A fortnight ago, Brian Klug - one of he word’s leading authorities on antisemitism - welcomed the Labour national executive committee (NEC)’s recently developed code of conduct on antisemitism, and called for calm in the debate raging about the issue in the Labour party. Last week, an front page story shared by the three leading Jewish newspapers in the UK ignored Klug’s call for calm and reason with the astonishing claim that Jeremy Corbyn represented an existential threat to Jewish life in the UK. Further, the threat posed by Corbyn could only be extinguished, we were told, if the Labour NEC voted in September to adopt the full guidance attached to the 38-word International Holocaust Remembrance Alliance (IHRA) definition of antisemitism.
There are two assertions underpinning the charge that the Labour NEC code represents an attempt to water down the definition of antisemitism and thereby creates a “racist’s charter”. The first is that the IHRA document is universally accepted and uncontroversial. Indeed, so successful has this narrative been that the mainstream media has begun to routinely describe the document as the “internationally accepted definition.” The second, closely linked, assertion is that the document does not prevent legitimate criticism of the policy and actions of Israel.
The first assertion does not survive any serious scrutiny. The forerunner to the IHRA, the EUMC working definition - which uses almost the same text - was abandoned after serious criticism of the threat it posed to freedom of expression. The IHRA document has also been criticised by some, including Institute for Race relations, leading lawyers Hugh Tomlinson, Geoffrey Bindman and Sir Stephen Sedley, and Brian Klug as already mentioned. Earlier this month, more than 40 Jewish groups from across the world warned about misuse of the IHRA to suppress activism for Palestinian rights.
So, far from the Labour party uniquely finding a problem with the IHRA document, their attempts to modify aspects of the guidance in the NEC code of conduct – while adopting the 38-word definition - comes in the face of widespread criticism of its flawed nature.
The reason for this controversy speaks to, what I believe to be, the falseness of the second assertion. The guidance in the document is allegedly being used by pro-Israel advocates globally to suppress activism for Palestinian human rights. One example, which says it could be antisemitic to “[deny] the Jewish people their right to self-determination, e.g. by claiming that the existence of a State of Israel is a racist endeavour” is being used to assert that any description of the actions policies or laws of Israel as “racist” is antisemitic. In March for instance, a delegation including Labour Friends of Israel chair Joan Ryan MP and Conservative Friends of Israel’s Matthew Offord MP petitioned Theresa May at Downing Street calling for legal action to prevent events on UK campuses that describe Israel as an apartheid state, citing the IHRA document as justification.

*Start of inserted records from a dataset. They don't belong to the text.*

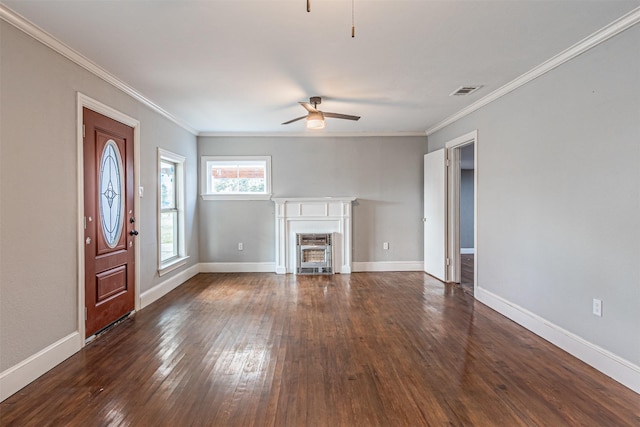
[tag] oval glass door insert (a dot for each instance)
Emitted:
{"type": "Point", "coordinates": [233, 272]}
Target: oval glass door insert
{"type": "Point", "coordinates": [111, 185]}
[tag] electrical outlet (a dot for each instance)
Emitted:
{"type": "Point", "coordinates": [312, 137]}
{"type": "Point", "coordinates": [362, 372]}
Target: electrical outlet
{"type": "Point", "coordinates": [597, 307]}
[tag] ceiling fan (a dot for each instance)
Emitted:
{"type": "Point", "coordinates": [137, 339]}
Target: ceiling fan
{"type": "Point", "coordinates": [315, 118]}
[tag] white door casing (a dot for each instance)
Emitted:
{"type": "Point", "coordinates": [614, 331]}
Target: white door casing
{"type": "Point", "coordinates": [435, 230]}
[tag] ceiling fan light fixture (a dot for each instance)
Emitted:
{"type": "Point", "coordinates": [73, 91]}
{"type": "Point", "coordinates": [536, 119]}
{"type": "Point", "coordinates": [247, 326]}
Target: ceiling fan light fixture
{"type": "Point", "coordinates": [315, 121]}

The second example in the IHRA guidance says it could be antisemitic to apply double standards to Israel “by requiring of it behaviour not expected or demanded of any other democratic nation”. This is being used to label the Palestinian-led Boycott, Divestment and Sanctions (BDS) movement against Israel as “antisemitic” because it does not simultaneously campaign for boycott of all other nations abusing human rights. In fact, just last night Barnet Council passed a motion calling for the local authority - and companies in the London borough - to deny space to individuals and organisations promoting BDS, explicitly citing the IHRA definition as justification for calling the boycott movement “antisemitic”. I believe this sets a very worrying precedent in the UK. Similarly, Dr Manfred Gerstenfeld, former chair of the Jerusalem Centre for Public Affairs used such an argument to claim that proposals by the Dutch government to introduce labelling for goods from Israeli settlements were “antisemitic”, because they violated the IHRA document.
I am the grandson of Palestinians expelled from their homes in West Jerusalem in 1948 during the Nakba (catastrophe) that saw 750,000 people driven into exile. I believe Palestinians have a right to describe their history and the continuing injustices that deny them their rights whether as unequal citizens of State of Israel, living under military occupation in East Jerusalem and the West Bank, under siege in Gaza, or as refuges denied the right of return. Others have a right to hear this information and, in line with a commitment to fighting racism in all of its forms, to respond to the Palestinian call for global action including via Boycott Divestment and Sanctions. I think no public body should adopt any definition of racism that undermines such rights and the Labour NEC is to be applauded for its efforts to create a code of conduct that tackles antisemitism while resisting attempts to undermine the Palestinian struggle for justice.